Mas a postura de Andrei – que esteve a ponto de morrer numa batalha, e que antes disso desejava a “glória”, ou seja, vivia em função dos outros, para os outros – é de um radical egoísmo sábio. Ele decidiu viver só para si e, quando se dedica à família, sabe que continua no perímetro do seu eu, das coisas ou pessoas que lhe são caras e até, por assim dizer, ajudam a construir sua identidade. Os outros de fato, os desconhecidos, os anônimos, os figurantes que podem cruzar seu caminho, as pessoas por trás das estatísticas, de todo tipo de construção ou serviço, a humanidade em geral, essa massa distribuída ao longo dos séculos e países… isso não lhe interessa. Ou lhe interessa tanto quanto um cenário ao fundo de um espetáculo: é algo que existe ali, mas nunca em evidência.

Andrei – por sua experiência de quase-morte – entendeu como é responsável unicamente por si; ninguém lhe restituiria a vida ou a viveria em seu lugar. Portanto, cuidar dele mesmo é a sua missão grandiosa, o seu heroísmo. O que a sociedade elege para a fama, o sucesso em algum domínio (por exemplo, Napoleão), a Andrei se revelou como uma sombra que atrapalhava sua visão do céu, no momento da agonia, ferido na guerra. De que lhe importava se aquele homem a seu lado era um imperador, um tirano ou um sujeito vulgar? Andrei só se preocupava consigo, não fazia o mínimo esforço para reconhecer a personalidade tão aclamada que, ali, era apenas um incômodo.

Ao sobreviver, Andrei se transformou. Deixou de ter “uma vida a serviço de” e passou a ter “uma vida” – ponto. Sem se preocupar em justificar sua serventia, os atos que fizesse em prol da humanidade, os benefícios, a honra, a justiça. Todos esses valores se esvaziaram, saíram da casca das palavras e perderam o sentido. Assim como a vida alheia também perdeu o sentido, virou esse cenário distante que Andrei não se esforça mais por discernir ou compreender – sabe que isso agora não lhe diz respeito. Aliás, nada jamais diz respeito a uma pessoa a não ser ela própria: Andrei admite tal princípio com naturalidade e modéstia. Ele não é um monstro interessado em prejudicar os demais (como às vezes o egoísmo parece sugerir, embora o conceito de centrar-se no eu nada tenha, necessariamente, de inveja ou maldade). O seu lema poderia ser: viva e deixe viver. E deixar viver não é ajudar a viver; é largar o outro com a própria vida, fazê-lo responsabilizar-se por ela, porque essa é a situação inexorável de cada um no planeta.

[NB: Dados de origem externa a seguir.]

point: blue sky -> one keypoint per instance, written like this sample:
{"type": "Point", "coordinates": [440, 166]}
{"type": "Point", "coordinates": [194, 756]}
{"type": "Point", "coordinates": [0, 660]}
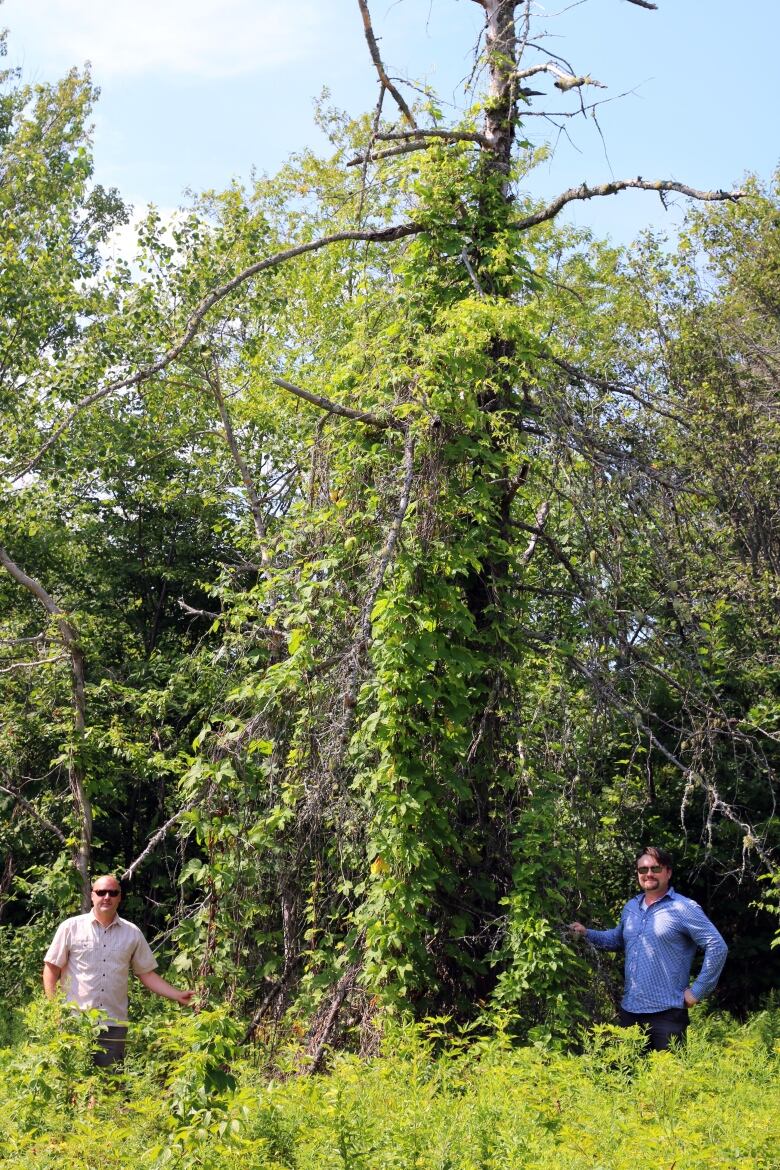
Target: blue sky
{"type": "Point", "coordinates": [195, 93]}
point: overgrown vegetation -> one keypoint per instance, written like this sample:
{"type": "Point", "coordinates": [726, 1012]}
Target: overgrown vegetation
{"type": "Point", "coordinates": [381, 564]}
{"type": "Point", "coordinates": [434, 1099]}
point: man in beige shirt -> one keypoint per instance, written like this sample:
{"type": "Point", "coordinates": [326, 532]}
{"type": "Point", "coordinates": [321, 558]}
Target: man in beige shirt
{"type": "Point", "coordinates": [91, 956]}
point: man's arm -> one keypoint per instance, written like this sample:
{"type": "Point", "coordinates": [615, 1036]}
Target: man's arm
{"type": "Point", "coordinates": [157, 984]}
{"type": "Point", "coordinates": [605, 940]}
{"type": "Point", "coordinates": [52, 974]}
{"type": "Point", "coordinates": [706, 936]}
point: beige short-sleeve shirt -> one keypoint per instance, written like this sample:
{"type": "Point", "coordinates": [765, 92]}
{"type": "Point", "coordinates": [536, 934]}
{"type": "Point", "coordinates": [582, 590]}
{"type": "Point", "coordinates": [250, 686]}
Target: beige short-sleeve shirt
{"type": "Point", "coordinates": [95, 962]}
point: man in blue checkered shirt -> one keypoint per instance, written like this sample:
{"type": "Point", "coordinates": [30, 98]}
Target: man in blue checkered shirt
{"type": "Point", "coordinates": [661, 930]}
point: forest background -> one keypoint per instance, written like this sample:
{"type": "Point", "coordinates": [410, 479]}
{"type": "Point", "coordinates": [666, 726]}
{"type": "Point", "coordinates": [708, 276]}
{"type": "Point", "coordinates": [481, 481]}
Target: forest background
{"type": "Point", "coordinates": [382, 562]}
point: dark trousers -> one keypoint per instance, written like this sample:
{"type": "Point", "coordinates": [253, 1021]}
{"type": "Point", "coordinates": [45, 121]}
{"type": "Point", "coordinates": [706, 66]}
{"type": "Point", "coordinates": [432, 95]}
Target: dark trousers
{"type": "Point", "coordinates": [658, 1027]}
{"type": "Point", "coordinates": [110, 1046]}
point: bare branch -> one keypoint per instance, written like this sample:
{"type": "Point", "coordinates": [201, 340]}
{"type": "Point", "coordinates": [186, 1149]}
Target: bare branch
{"type": "Point", "coordinates": [346, 412]}
{"type": "Point", "coordinates": [198, 613]}
{"type": "Point", "coordinates": [27, 666]}
{"type": "Point", "coordinates": [379, 235]}
{"type": "Point", "coordinates": [253, 499]}
{"type": "Point", "coordinates": [419, 139]}
{"type": "Point", "coordinates": [542, 520]}
{"type": "Point", "coordinates": [612, 188]}
{"type": "Point", "coordinates": [154, 840]}
{"type": "Point", "coordinates": [614, 387]}
{"type": "Point", "coordinates": [373, 48]}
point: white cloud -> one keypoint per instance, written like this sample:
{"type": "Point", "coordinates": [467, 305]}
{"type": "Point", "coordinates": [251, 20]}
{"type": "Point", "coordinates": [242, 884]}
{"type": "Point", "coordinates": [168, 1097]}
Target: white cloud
{"type": "Point", "coordinates": [207, 39]}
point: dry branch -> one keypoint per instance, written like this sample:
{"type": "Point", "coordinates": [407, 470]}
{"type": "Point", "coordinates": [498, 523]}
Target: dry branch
{"type": "Point", "coordinates": [373, 48]}
{"type": "Point", "coordinates": [326, 404]}
{"type": "Point", "coordinates": [379, 235]}
{"type": "Point", "coordinates": [154, 840]}
{"type": "Point", "coordinates": [612, 188]}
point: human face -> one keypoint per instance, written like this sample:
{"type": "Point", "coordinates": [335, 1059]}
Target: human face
{"type": "Point", "coordinates": [107, 896]}
{"type": "Point", "coordinates": [654, 886]}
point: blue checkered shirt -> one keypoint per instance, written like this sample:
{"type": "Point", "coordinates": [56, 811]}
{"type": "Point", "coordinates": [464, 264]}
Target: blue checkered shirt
{"type": "Point", "coordinates": [660, 942]}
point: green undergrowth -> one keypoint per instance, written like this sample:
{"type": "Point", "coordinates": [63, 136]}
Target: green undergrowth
{"type": "Point", "coordinates": [428, 1102]}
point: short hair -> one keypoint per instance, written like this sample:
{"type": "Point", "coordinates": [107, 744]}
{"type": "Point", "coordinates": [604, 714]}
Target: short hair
{"type": "Point", "coordinates": [661, 855]}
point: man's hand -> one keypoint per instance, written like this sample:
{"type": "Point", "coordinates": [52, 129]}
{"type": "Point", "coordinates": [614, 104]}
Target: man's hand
{"type": "Point", "coordinates": [160, 986]}
{"type": "Point", "coordinates": [50, 979]}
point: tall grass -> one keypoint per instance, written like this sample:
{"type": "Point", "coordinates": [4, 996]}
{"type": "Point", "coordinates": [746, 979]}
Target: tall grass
{"type": "Point", "coordinates": [425, 1103]}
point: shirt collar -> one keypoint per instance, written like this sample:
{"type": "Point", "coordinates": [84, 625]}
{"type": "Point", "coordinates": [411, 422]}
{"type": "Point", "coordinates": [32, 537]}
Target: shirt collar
{"type": "Point", "coordinates": [97, 922]}
{"type": "Point", "coordinates": [670, 894]}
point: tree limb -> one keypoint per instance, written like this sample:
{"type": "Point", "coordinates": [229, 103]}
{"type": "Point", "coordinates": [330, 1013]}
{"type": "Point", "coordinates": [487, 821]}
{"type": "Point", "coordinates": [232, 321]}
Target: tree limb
{"type": "Point", "coordinates": [154, 840]}
{"type": "Point", "coordinates": [419, 139]}
{"type": "Point", "coordinates": [253, 499]}
{"type": "Point", "coordinates": [373, 48]}
{"type": "Point", "coordinates": [612, 188]}
{"type": "Point", "coordinates": [27, 666]}
{"type": "Point", "coordinates": [384, 235]}
{"type": "Point", "coordinates": [325, 404]}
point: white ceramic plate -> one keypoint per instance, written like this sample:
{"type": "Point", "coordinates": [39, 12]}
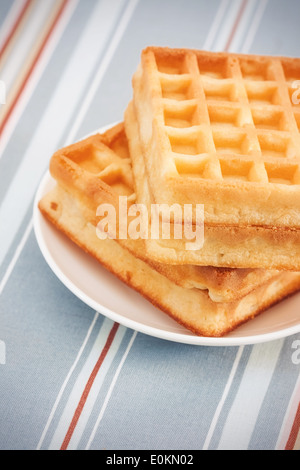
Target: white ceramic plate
{"type": "Point", "coordinates": [99, 289]}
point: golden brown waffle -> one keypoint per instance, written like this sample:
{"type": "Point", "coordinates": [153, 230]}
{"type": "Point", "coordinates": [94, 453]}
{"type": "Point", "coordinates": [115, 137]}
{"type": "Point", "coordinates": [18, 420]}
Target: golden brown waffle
{"type": "Point", "coordinates": [221, 129]}
{"type": "Point", "coordinates": [224, 245]}
{"type": "Point", "coordinates": [191, 308]}
{"type": "Point", "coordinates": [97, 171]}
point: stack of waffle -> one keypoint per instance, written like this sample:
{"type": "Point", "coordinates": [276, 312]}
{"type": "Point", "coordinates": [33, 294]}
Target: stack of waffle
{"type": "Point", "coordinates": [217, 130]}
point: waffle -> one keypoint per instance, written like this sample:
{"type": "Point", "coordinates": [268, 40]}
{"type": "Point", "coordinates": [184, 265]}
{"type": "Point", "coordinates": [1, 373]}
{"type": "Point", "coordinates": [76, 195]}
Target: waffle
{"type": "Point", "coordinates": [191, 308]}
{"type": "Point", "coordinates": [224, 246]}
{"type": "Point", "coordinates": [208, 301]}
{"type": "Point", "coordinates": [221, 130]}
{"type": "Point", "coordinates": [98, 171]}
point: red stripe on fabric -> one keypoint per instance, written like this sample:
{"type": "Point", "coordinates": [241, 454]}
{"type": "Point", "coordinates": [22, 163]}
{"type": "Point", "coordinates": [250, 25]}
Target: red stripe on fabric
{"type": "Point", "coordinates": [235, 26]}
{"type": "Point", "coordinates": [15, 27]}
{"type": "Point", "coordinates": [88, 387]}
{"type": "Point", "coordinates": [294, 431]}
{"type": "Point", "coordinates": [33, 66]}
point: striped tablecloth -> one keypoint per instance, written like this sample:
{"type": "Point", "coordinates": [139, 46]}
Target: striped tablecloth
{"type": "Point", "coordinates": [69, 377]}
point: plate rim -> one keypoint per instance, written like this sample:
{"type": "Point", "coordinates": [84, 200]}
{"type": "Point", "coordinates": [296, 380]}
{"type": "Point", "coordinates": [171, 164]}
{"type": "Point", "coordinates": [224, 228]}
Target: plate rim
{"type": "Point", "coordinates": [190, 339]}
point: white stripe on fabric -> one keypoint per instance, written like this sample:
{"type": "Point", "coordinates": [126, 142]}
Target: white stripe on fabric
{"type": "Point", "coordinates": [53, 123]}
{"type": "Point", "coordinates": [223, 398]}
{"type": "Point", "coordinates": [289, 418]}
{"type": "Point", "coordinates": [10, 20]}
{"type": "Point", "coordinates": [36, 75]}
{"type": "Point", "coordinates": [258, 373]}
{"type": "Point", "coordinates": [80, 384]}
{"type": "Point", "coordinates": [61, 392]}
{"type": "Point", "coordinates": [102, 69]}
{"type": "Point", "coordinates": [241, 29]}
{"type": "Point", "coordinates": [254, 26]}
{"type": "Point", "coordinates": [97, 385]}
{"type": "Point", "coordinates": [16, 256]}
{"type": "Point", "coordinates": [215, 28]}
{"type": "Point", "coordinates": [19, 54]}
{"type": "Point", "coordinates": [227, 25]}
{"type": "Point", "coordinates": [110, 391]}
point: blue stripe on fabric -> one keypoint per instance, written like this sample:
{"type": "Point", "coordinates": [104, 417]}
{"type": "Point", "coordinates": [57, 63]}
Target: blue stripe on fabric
{"type": "Point", "coordinates": [238, 377]}
{"type": "Point", "coordinates": [167, 395]}
{"type": "Point", "coordinates": [43, 326]}
{"type": "Point", "coordinates": [270, 419]}
{"type": "Point", "coordinates": [43, 93]}
{"type": "Point", "coordinates": [5, 7]}
{"type": "Point", "coordinates": [279, 32]}
{"type": "Point", "coordinates": [103, 393]}
{"type": "Point", "coordinates": [174, 25]}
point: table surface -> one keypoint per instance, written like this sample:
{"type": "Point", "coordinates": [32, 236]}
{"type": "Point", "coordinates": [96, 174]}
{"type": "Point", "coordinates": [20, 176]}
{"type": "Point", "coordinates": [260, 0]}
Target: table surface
{"type": "Point", "coordinates": [66, 68]}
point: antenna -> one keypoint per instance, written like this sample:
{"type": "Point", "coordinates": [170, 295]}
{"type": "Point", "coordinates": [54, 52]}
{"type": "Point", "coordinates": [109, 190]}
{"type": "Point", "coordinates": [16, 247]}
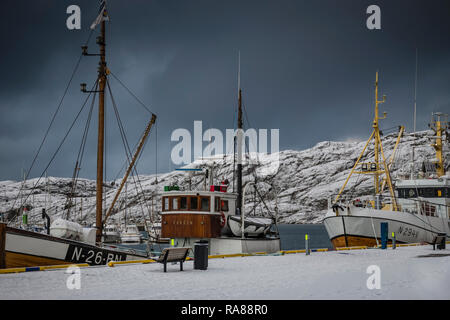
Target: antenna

O desenvolvimento posterior deste personagem, entretanto, mostra como uma condição filosófica é frágil, pode desmoronar facilmente. Depois de um tempo dedicado a si, voltado para a sua paz egoísta, Andrei se desestabiliza sob a influência de Pierre (que, no fundo, é um pobre imbecil manipulado, mas desconhece a própria realidade). Volta a participar de círculos sociais e políticos, ocupa sua vida com ações que não compreende nem questiona, simplesmente as repete porque é o que todo mundo faz, é o que esperam dele, o que de fato exigem. Sim, embora tudo pareça sutil e camuflado, é posto como obrigatório – se ele se recusa a caber no papel destinado, deve explicar-se, convencer, o que parece mais cansativo que a obediência. Caso se recuse sem dar explicações, será visto como um louco, um ser hostil ou no mínimo excêntrico, e vão isolá-lo, abandoná-lo… odiá-lo (por ter a coragem de fazer o que, inconscientemente, a maioria deseja mas não arrisca, e por destruir, ou arranhar ao menos, o escudo corporativo que sustenta a sociedade e inventa um sentido para a existência dos indivíduos, ao enfiá-los em papéis específicos).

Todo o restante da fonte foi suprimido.